5. I place them within the interior boundary or back front of the cells, and consequently within the line of the cell-galleries. This I do, that the width of the cell-galleries in that part may afford sufficient landing-place, as well for a prisoner when he has opened the door leading to the staircase from the cell-gallery, as to an inspector in his way to the prisoners’ staircase from the inspection-gallery, of which a little further on.
6. Instead of carryng them home to a line with the fore front or exterior boundary of the cells, so as to occupy the whole depth, I make them fall short of that line by a few feet—say four feet, exclusive of the thickness of the wall, and the apertures, corresponding to windows, that may be made in that thickness. In the space thus reserved, I put waterclosets, at least for the governor’s house on his side; more especially on his ground-floor. In this recess ne commands, without being seen, a view of the staircase, by which means he is necessarily obliged, as well as without trouble enabled, to give a look into the prison once a-day at least, at uncertain and unexpected times. The ground-floor is more peculiarly adapted to this purpose, since from that station his chance of getting a sight of the prisoners, as they ascend and descend, extends to the inhabitants of every story of cells in the semicircle on that side: whereas on a superior story the chance would not extend to such of the prisoners, whose cells were situated in any inferior one.

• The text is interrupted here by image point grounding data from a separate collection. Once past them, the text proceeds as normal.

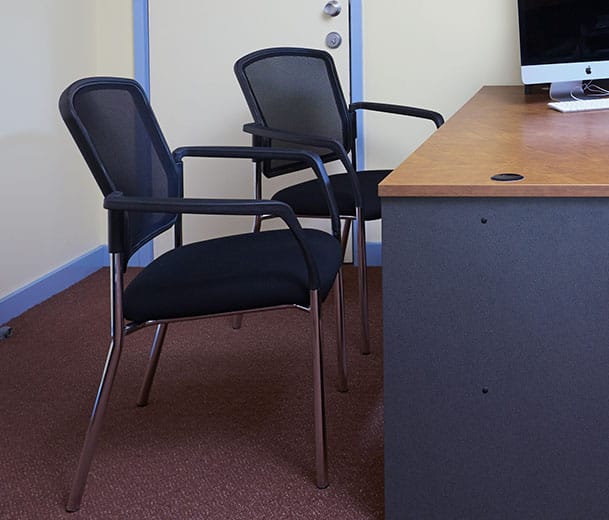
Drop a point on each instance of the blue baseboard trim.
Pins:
(56, 281)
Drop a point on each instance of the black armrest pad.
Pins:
(423, 113)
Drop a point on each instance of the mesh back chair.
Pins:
(141, 179)
(296, 100)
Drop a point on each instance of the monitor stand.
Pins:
(567, 91)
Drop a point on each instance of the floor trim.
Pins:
(51, 283)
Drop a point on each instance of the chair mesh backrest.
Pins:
(295, 90)
(119, 137)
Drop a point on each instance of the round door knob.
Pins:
(332, 8)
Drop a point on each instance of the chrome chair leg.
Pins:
(341, 348)
(321, 463)
(237, 321)
(363, 282)
(103, 392)
(95, 423)
(345, 235)
(153, 361)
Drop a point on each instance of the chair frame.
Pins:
(262, 135)
(118, 204)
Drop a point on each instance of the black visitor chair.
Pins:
(296, 100)
(116, 131)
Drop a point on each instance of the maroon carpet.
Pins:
(228, 431)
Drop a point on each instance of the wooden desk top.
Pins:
(500, 130)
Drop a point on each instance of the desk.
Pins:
(496, 316)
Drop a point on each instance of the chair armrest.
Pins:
(259, 153)
(423, 113)
(310, 140)
(117, 202)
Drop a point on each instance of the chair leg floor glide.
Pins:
(153, 361)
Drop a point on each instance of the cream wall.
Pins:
(434, 55)
(50, 209)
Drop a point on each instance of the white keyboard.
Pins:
(580, 105)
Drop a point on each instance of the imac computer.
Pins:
(564, 43)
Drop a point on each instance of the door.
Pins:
(193, 46)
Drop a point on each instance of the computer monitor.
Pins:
(564, 43)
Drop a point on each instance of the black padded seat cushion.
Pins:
(216, 276)
(306, 198)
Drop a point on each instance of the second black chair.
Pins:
(296, 100)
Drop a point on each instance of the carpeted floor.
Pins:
(228, 431)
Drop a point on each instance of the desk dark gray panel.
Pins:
(496, 338)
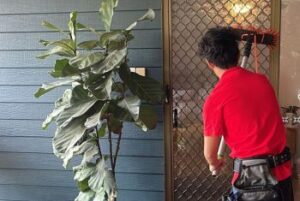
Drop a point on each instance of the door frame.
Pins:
(168, 137)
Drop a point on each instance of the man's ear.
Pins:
(210, 65)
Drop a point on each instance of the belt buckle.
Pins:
(274, 161)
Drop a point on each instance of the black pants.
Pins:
(286, 189)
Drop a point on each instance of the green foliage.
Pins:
(102, 95)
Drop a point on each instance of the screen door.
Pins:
(191, 81)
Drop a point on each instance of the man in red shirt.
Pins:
(243, 108)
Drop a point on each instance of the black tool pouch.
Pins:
(255, 181)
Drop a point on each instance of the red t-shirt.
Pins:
(243, 108)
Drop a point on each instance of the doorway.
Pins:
(189, 82)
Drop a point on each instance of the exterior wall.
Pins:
(290, 53)
(289, 84)
(28, 169)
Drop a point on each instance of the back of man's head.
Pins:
(219, 46)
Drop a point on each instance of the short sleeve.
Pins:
(213, 123)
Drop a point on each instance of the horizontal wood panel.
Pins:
(30, 128)
(35, 111)
(23, 77)
(32, 23)
(46, 6)
(38, 193)
(30, 41)
(44, 145)
(65, 179)
(16, 59)
(37, 161)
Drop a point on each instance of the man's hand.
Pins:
(210, 153)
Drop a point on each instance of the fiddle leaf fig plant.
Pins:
(102, 93)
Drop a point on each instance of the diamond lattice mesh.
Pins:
(193, 81)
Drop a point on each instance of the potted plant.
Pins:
(103, 94)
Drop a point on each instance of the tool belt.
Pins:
(255, 180)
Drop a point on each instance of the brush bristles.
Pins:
(266, 37)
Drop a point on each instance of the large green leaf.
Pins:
(60, 105)
(95, 120)
(103, 178)
(83, 171)
(80, 26)
(84, 61)
(83, 186)
(86, 196)
(100, 85)
(66, 137)
(63, 69)
(88, 149)
(88, 45)
(145, 88)
(72, 25)
(149, 15)
(48, 87)
(58, 51)
(111, 62)
(132, 105)
(80, 94)
(106, 11)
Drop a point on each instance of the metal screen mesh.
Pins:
(193, 81)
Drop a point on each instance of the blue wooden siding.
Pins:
(28, 169)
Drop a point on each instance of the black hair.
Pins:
(219, 46)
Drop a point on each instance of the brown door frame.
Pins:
(168, 137)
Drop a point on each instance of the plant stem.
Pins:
(117, 150)
(98, 144)
(111, 151)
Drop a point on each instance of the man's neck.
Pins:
(219, 72)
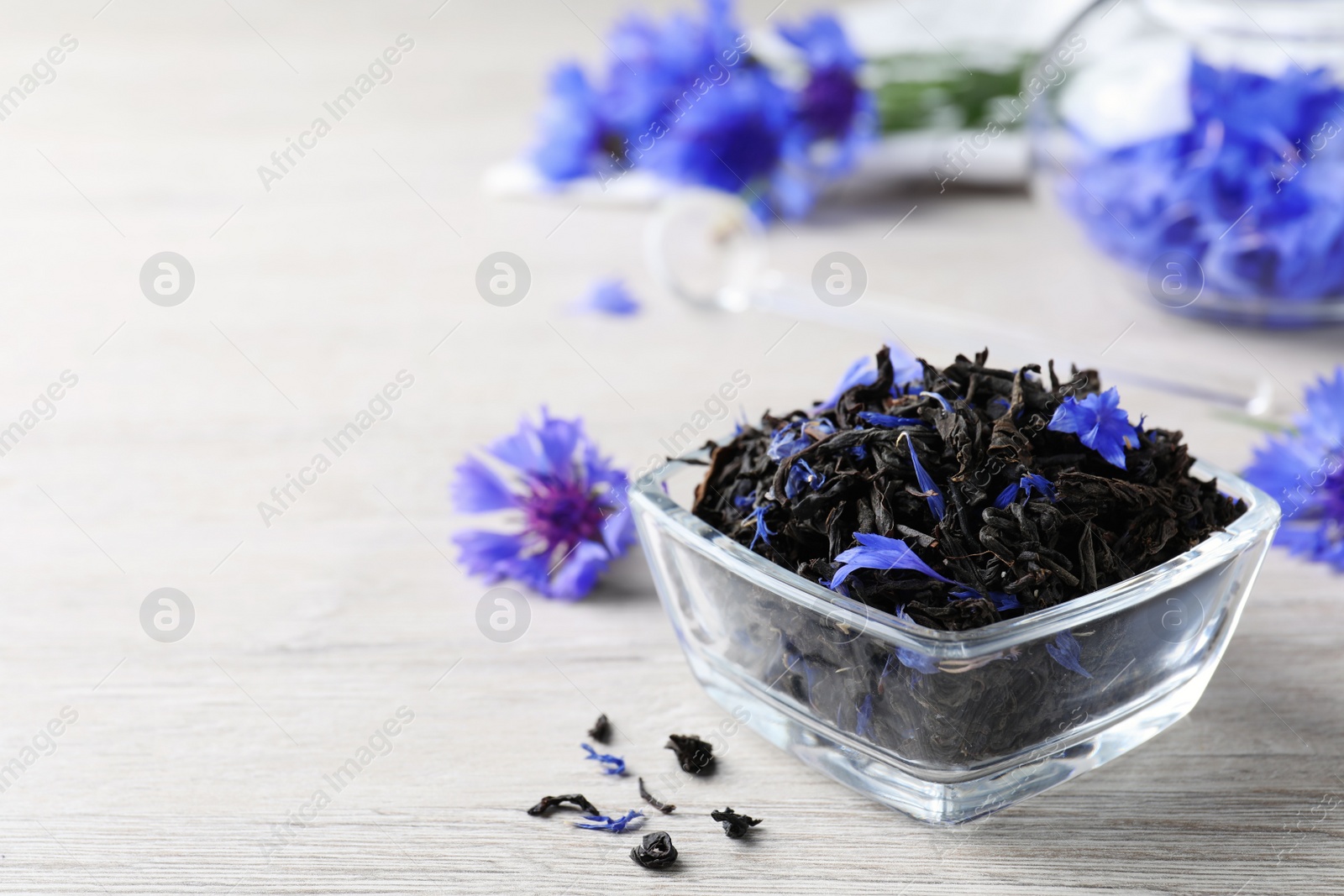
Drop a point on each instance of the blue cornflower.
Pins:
(611, 765)
(1304, 472)
(833, 117)
(801, 476)
(1026, 484)
(1100, 423)
(615, 825)
(832, 94)
(793, 437)
(864, 372)
(1247, 183)
(932, 493)
(609, 297)
(568, 499)
(1066, 651)
(887, 421)
(571, 127)
(880, 553)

7. The staircases are of iron bars, and not of brick or stone—1. That they may be the more airy; 2. That one part may intercept the light from another as little as possible; 3. That the prisoners, as they go up and down, may be exposed as much as possible to view from the inspection-galleries in that quarter.
8. It is also for the latter reason that the flights of steps run parallel to the inspection-galleries. Had their course been at right angles to those galleries, the stairs being interposed, between the prisoners in their ascent or descent and the inspector’s eye, would have screened them from his view.

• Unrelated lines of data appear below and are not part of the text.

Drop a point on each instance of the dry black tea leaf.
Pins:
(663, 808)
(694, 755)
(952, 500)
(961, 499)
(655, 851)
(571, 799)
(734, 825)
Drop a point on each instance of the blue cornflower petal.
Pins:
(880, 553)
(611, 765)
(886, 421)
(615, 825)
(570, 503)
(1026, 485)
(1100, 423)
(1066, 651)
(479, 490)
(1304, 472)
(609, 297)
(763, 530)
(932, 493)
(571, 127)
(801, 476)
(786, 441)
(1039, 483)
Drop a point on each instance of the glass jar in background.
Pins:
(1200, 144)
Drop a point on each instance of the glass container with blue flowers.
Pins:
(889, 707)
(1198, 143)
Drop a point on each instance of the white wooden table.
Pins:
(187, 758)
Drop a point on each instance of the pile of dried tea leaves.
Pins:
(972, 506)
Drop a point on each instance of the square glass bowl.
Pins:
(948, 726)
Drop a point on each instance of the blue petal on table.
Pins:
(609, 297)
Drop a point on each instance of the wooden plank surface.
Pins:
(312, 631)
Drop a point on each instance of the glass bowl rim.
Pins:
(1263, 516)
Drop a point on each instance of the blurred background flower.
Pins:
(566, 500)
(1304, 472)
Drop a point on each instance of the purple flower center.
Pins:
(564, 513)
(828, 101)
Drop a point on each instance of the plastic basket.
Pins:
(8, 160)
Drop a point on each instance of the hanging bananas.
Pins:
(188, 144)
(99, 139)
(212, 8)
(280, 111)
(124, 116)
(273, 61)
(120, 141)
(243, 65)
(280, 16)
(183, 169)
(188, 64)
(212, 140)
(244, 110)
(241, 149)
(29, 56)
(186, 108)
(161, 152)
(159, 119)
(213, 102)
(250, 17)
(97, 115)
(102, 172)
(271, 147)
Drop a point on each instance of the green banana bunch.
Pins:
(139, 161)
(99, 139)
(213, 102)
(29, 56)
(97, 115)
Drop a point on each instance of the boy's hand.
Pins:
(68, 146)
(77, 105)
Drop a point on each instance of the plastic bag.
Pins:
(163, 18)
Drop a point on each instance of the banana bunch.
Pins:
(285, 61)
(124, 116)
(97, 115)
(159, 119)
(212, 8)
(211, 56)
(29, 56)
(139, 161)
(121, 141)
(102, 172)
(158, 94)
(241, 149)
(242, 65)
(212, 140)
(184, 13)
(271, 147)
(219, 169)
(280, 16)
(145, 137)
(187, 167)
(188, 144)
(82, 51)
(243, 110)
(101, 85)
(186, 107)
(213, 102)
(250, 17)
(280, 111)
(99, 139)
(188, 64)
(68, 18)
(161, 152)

9. The use of the pulley-doors, which, on opening, ring warning bells, is to give notice of the approach of a prisoner, upon an occasion mentioned elsewhere; to the inspector, who, by that means, is summoned to let him into his cell, and in the mean time to have an eye upon his motions.
10. I place the doors, as in a protracted partition, crossing the cell-gallery at that part in its whole width, and consequently terminating in a line with the balustrade; the door being hung on at the side nearest to the cells, and opening from the landing-place, behind which runs the staircase upon the cell-gallery, and not from the cell-gallery upon the landing-place. In this way, partly by the wall, partly by the mode of opening, the view is pretty effectually cut off, as between the prisoners on the staircase and those within the cells.

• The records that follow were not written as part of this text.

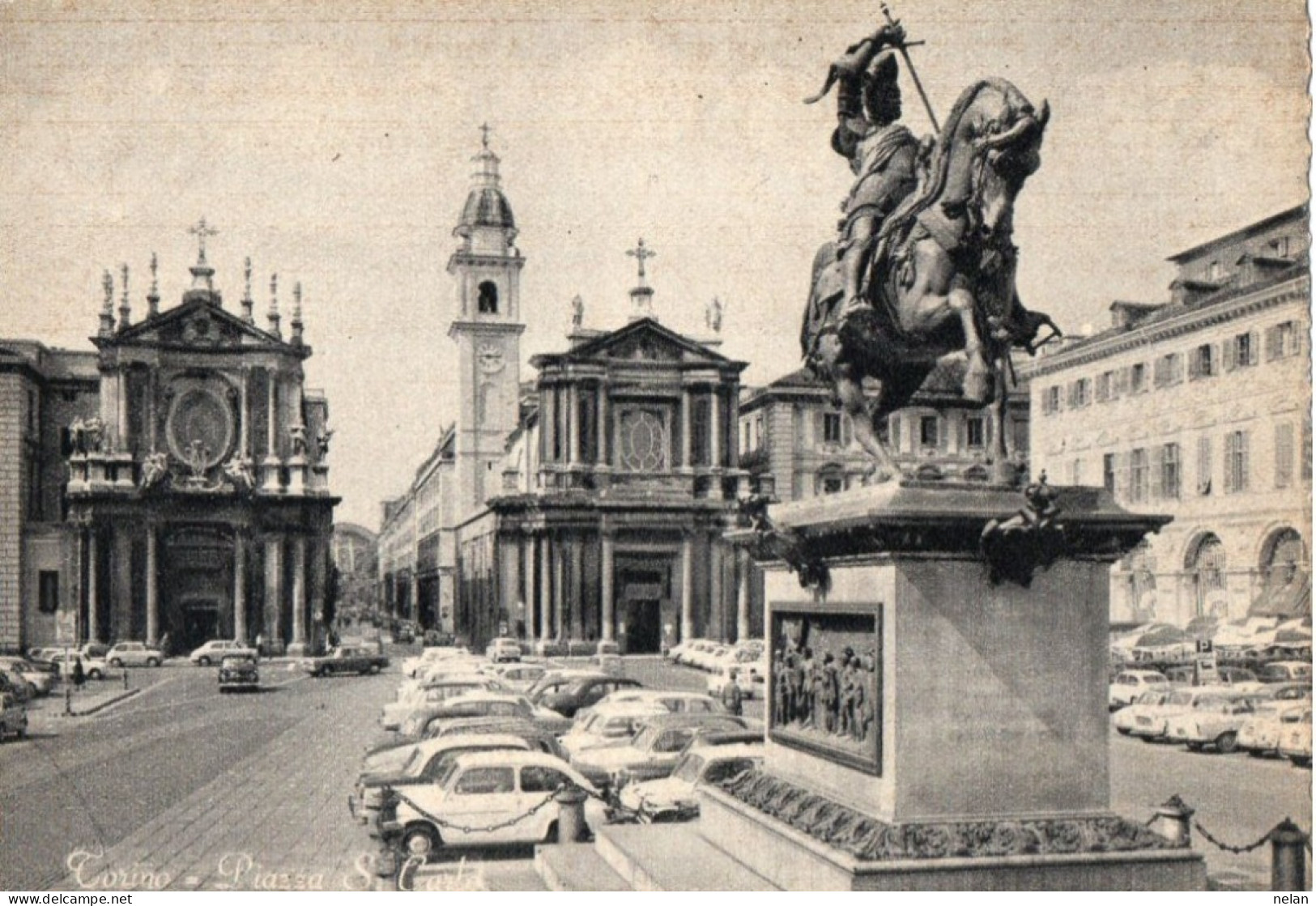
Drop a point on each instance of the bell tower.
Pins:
(488, 330)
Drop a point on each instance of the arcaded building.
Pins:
(172, 486)
(1199, 408)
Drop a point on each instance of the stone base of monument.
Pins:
(937, 695)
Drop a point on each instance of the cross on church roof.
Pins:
(640, 253)
(200, 232)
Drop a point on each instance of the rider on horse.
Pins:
(884, 155)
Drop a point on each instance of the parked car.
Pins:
(583, 692)
(608, 725)
(421, 763)
(1297, 742)
(1284, 671)
(1261, 733)
(412, 666)
(94, 668)
(216, 650)
(396, 713)
(14, 717)
(1143, 710)
(238, 672)
(37, 680)
(1131, 684)
(345, 659)
(484, 704)
(503, 649)
(496, 790)
(653, 751)
(1211, 721)
(134, 653)
(674, 798)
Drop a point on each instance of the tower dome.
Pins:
(486, 206)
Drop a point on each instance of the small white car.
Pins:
(134, 653)
(1131, 684)
(483, 798)
(216, 650)
(674, 798)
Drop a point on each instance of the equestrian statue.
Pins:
(922, 266)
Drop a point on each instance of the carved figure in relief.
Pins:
(154, 468)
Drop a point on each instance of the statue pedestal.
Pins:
(935, 724)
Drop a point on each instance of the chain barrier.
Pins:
(1224, 846)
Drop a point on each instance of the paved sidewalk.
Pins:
(277, 819)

11. In making the staircases at all wider than the galleries, there would be no use:—1. There can never be any occasion for conveying by the former anything that cannot pass along the latter. 2. There is not even so much occasion for width in the staircase as in the galleries, since anything that could not be conveyed by the staircases might be hoisted up into the galleries by the crane. 3. Anything that required greater width, might be conveyed, either by the lodge staircase or through the central aperture, to the inspection-gallery on that floor, and to the two higher floors by the chapel-visitors’ staircases,—of which presently.